During the Covid-19 pandemic, spaces for intimacy dwindled even more. In the thick of things, everyone was asked to limit themselves to their houses and not venture into public spaces. Even when these restrictions on movement loosened, public spaces remained heavily monitored and people were expected to maintain physical distancing regulations and wear a mask at all times. Whilst I understand why such restrictions were needed, I cannot help but wonder what happened to those couples who once depended on those hidden corners of public spaces to express their basic right to love and be loved.
What was interesting to see was how the pandemic in its early stages almost acted as an equaliser across classes in regards to access to sex. Suddenly no one was allowed into each other’s houses, and concepts of personal space and boundaries got ever more codified into our social fabric, especially for the privileged. With access to private spaces taken away on account of the pandemic, suddenly couples from liberal and affluent backgrounds found themselves in the same position as couples from less privileged backgrounds – desperately looking for pockets of privacy. In my so-called ‘liberal’ college, which otherwise allowed for cross access between girls’ and boys’ hostels, it was fascinating to observe how the sports area and the under-construction library building became sexual hotspots for students during the pandemic in response to the tightening of hostel access regulations.
Having spent the first 10 years of my life in a two-bedroom house with seven members, which soon increased to eight with the birth of my sister, I can’t help but wonder, much like Banerjee, how married couples in crowded homes find moments and spaces of privacy. I imagine how the few odd instances of finding themselves alone in the house – maybe the grandparents have taken the children to the park; maybe a cousin is in town so the children decide it would be fun to sleep together in the living area instead of with their parents – would be delicious windows of opportunity to get close to one another.

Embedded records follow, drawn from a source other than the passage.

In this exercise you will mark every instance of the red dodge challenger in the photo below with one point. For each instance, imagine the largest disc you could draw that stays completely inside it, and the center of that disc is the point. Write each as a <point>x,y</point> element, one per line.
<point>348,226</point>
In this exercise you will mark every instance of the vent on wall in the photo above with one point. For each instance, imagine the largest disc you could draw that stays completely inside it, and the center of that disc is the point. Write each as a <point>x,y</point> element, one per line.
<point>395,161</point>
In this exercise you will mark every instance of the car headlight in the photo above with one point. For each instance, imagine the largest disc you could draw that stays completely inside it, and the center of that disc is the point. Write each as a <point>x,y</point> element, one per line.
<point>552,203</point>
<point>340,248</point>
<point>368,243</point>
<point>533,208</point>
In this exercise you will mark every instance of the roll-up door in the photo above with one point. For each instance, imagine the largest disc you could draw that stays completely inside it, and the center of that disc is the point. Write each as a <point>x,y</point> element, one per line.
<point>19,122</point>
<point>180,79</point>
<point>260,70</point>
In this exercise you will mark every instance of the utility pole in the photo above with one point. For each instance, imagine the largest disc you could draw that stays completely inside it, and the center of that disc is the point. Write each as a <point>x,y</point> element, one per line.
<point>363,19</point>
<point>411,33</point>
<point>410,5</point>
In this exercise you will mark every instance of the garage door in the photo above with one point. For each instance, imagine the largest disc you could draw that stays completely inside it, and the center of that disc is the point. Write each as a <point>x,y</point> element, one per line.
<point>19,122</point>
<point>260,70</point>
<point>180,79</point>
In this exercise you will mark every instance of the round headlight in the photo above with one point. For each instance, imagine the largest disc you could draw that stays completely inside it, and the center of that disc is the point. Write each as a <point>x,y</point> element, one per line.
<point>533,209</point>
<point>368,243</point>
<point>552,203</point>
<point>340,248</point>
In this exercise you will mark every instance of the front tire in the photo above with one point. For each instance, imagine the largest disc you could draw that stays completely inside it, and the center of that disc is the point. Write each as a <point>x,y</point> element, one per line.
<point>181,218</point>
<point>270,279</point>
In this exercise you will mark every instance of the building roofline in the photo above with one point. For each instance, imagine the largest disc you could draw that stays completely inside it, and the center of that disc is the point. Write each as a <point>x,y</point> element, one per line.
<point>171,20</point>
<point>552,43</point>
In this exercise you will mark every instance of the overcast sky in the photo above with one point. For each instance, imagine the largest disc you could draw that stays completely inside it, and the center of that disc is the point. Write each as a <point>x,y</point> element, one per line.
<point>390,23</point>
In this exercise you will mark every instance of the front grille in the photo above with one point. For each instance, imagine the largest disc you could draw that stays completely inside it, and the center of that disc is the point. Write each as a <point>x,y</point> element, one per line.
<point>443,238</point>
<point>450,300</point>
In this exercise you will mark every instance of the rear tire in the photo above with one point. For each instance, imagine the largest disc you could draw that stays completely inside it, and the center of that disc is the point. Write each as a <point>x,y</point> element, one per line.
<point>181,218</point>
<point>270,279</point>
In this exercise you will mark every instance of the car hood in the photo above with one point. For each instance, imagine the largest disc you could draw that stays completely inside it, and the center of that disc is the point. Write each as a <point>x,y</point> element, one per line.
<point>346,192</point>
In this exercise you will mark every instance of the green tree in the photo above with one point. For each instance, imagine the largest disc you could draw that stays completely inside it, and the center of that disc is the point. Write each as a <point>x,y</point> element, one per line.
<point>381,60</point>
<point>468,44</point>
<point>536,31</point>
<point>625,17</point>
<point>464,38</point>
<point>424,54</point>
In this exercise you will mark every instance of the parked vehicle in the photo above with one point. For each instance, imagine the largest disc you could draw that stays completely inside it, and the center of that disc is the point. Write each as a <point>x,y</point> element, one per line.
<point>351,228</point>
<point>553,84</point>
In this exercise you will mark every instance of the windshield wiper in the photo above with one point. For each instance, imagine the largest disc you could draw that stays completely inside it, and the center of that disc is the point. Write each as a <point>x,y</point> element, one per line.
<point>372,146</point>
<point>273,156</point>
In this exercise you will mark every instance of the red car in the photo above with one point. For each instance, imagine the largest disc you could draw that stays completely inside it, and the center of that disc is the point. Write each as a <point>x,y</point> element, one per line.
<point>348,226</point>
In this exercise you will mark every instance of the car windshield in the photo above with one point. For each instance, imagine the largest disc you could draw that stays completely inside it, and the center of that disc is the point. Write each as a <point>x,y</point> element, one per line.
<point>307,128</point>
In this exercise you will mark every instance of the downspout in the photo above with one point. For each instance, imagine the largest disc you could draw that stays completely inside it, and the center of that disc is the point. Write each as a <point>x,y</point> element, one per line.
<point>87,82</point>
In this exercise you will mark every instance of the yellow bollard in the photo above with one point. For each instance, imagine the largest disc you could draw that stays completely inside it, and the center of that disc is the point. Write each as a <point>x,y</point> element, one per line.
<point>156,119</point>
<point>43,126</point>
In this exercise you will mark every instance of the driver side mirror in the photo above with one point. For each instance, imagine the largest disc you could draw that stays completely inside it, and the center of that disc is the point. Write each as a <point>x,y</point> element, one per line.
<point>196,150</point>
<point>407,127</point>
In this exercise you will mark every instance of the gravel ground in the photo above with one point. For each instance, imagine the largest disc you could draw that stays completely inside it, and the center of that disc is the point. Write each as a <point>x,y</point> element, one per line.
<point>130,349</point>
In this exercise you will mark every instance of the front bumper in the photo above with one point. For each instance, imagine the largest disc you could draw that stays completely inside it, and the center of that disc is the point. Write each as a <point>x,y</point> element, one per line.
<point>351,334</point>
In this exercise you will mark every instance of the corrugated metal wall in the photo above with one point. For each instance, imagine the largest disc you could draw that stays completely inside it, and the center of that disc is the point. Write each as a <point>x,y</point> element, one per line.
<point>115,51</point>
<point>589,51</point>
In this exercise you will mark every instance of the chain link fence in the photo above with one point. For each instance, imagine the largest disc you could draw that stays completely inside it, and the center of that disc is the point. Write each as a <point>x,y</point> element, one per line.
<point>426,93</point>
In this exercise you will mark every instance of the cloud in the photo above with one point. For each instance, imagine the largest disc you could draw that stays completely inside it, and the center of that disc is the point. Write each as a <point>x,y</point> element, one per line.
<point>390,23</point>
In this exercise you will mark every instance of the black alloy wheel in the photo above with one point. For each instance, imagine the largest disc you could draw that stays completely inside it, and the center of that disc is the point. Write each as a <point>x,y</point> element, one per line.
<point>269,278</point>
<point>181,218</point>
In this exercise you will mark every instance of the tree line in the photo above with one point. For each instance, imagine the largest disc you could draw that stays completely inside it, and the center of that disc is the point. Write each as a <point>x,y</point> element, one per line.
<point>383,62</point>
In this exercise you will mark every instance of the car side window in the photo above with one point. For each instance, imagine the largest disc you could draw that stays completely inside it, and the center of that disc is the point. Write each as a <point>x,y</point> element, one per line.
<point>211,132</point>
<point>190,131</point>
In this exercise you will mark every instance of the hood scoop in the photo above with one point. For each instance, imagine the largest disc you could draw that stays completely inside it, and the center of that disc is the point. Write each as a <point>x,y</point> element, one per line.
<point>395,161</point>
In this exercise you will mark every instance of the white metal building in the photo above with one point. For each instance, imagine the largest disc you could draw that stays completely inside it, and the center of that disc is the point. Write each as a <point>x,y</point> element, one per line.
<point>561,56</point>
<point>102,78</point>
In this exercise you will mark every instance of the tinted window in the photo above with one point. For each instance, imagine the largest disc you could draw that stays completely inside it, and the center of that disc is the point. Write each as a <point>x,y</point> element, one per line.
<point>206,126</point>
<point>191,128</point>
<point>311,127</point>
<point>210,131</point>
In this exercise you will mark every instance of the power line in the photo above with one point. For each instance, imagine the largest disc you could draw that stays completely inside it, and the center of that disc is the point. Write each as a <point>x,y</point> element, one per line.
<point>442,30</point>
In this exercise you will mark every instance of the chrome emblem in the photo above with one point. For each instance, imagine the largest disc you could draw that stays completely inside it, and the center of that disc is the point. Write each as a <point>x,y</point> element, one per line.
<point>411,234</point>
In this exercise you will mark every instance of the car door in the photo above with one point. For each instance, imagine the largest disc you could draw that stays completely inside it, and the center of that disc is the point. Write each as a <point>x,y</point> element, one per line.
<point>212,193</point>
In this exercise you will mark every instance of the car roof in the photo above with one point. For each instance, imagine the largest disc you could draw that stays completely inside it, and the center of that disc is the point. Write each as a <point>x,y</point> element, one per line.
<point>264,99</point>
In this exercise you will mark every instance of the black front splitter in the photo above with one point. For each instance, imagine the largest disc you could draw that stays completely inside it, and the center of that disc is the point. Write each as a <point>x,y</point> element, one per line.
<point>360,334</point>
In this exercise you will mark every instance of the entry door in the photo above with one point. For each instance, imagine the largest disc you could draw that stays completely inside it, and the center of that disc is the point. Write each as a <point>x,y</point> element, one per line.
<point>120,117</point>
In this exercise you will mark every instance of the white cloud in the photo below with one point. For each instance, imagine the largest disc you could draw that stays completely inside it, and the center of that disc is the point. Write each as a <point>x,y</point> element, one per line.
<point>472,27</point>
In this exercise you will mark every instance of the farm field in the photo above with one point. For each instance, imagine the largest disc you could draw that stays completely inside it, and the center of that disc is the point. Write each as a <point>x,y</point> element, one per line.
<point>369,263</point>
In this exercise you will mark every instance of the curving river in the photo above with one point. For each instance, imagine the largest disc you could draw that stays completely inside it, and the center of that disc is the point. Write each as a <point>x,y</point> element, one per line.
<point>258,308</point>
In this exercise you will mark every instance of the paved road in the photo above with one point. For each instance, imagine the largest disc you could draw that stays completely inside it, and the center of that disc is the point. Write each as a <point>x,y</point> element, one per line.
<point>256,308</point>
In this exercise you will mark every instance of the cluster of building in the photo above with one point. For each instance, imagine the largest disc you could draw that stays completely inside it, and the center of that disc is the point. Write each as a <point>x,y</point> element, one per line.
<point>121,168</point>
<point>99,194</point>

The pandemic would have limited these moments, reintroducing class as a factor in access to sex even for couples who had social sanction to be intimate with each other and live together.
As soon as the lockdowns lifted, married and unmarried couples, who have the previously mentioned social capital to either have an allocated bedroom within their family house, or be able to afford renting their own apartments or booking overnight stays within the city, found themselves in a familiar position of advantage, highlighting the plight and longing of millions of Indians who do not have the privilege of being able to shut the bedroom door behind them at night – pandemic or not.